Low-key frontal sequences, self-conscious interview/therapy sessions, intermittently bleed Husbands and Wives of its physical potency, but otherwise, the picture basks in warm indoor lighting, earth-toned attire, and a camera so lively it seems to lose characters as they move amongst the concentrated New York interiors. Walls, beams, and decorations block the camera’s position, obscuring figures and leaving the viewer with a structurally stymied vantage point, forcing active curiosity as the camera can’t quite keep up with the chaos. Unlike the mannered performances of Vitti, Chionetti, and Harris, the performances in Allen’s feature are raw and impassioned, and the shaky camera reacts with a corresponding anxiety. As boisterous as Antonioni’s characters are muted, Allen’s quarreling lovers are confrontational, angry, and acerbic. When Gabe references the writing of his prize student as “stormy and tempestuous,” those same terms suitably describe Allen’s own movie. Di Palma’s work on Red Desert underscores the inevitability of the rigorous image; his work on Husbands and Wives suggests unhinged and unlimited potential. As his camera ruptures with candid intensity, the apparatus pans and zooms and prowls during disputes, roaming voyeuristically like an eavesdropping observer. Di Palma indiscriminately surveys a party with no apparent direction, and like its emotionally drained couplets, by film’s end, the picture itself feels sapped of its energy.

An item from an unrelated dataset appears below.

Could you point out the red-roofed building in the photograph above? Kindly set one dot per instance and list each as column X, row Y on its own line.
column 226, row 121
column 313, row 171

When the screen of Red Desert isn’t inundated in shades of mechanized grey, it is relocated to a space of austere modernity, where even domestic arenas are sparse and cold, where a child’s primary entertainment consists of industrial reflective robots and chemistry sets. Mankind has spawned the inescapable; scientific inventiveness and streamlined ambition is felt everywhere. Nature is coated in manufactured excrement, and that which was at one point innately picturesque and unspoiled is now stricken by jutting radio telescopes, factory waste that drenches the soil and pollutes the waterways in grey-black muck, and desaturated skies that are only treated to color by way of poisonous yellow smoke. If there are traces of brightened boldness—slight glimpses of blues, reds, and greens—these accents are usually discovered in the form of industrialized piping. In other words, what color there is, is only there as man dictates (be it the designers of the factory or those behind Red Desert the film). In this situation, color has to be created. Yet a green jacket or purple dress struggles to stand out from the oily haze. The setting, hostile to human existence, goes so far as to mark the pasty pallor of character faces, exposing scant traces of the same grey that mars the architecture and covers ashen produce. Subsequently, these individuals blend with their surroundings—if not mentally, at least physically—often becoming absorbed into the landscape and donning the same sickly shades in a shared palette.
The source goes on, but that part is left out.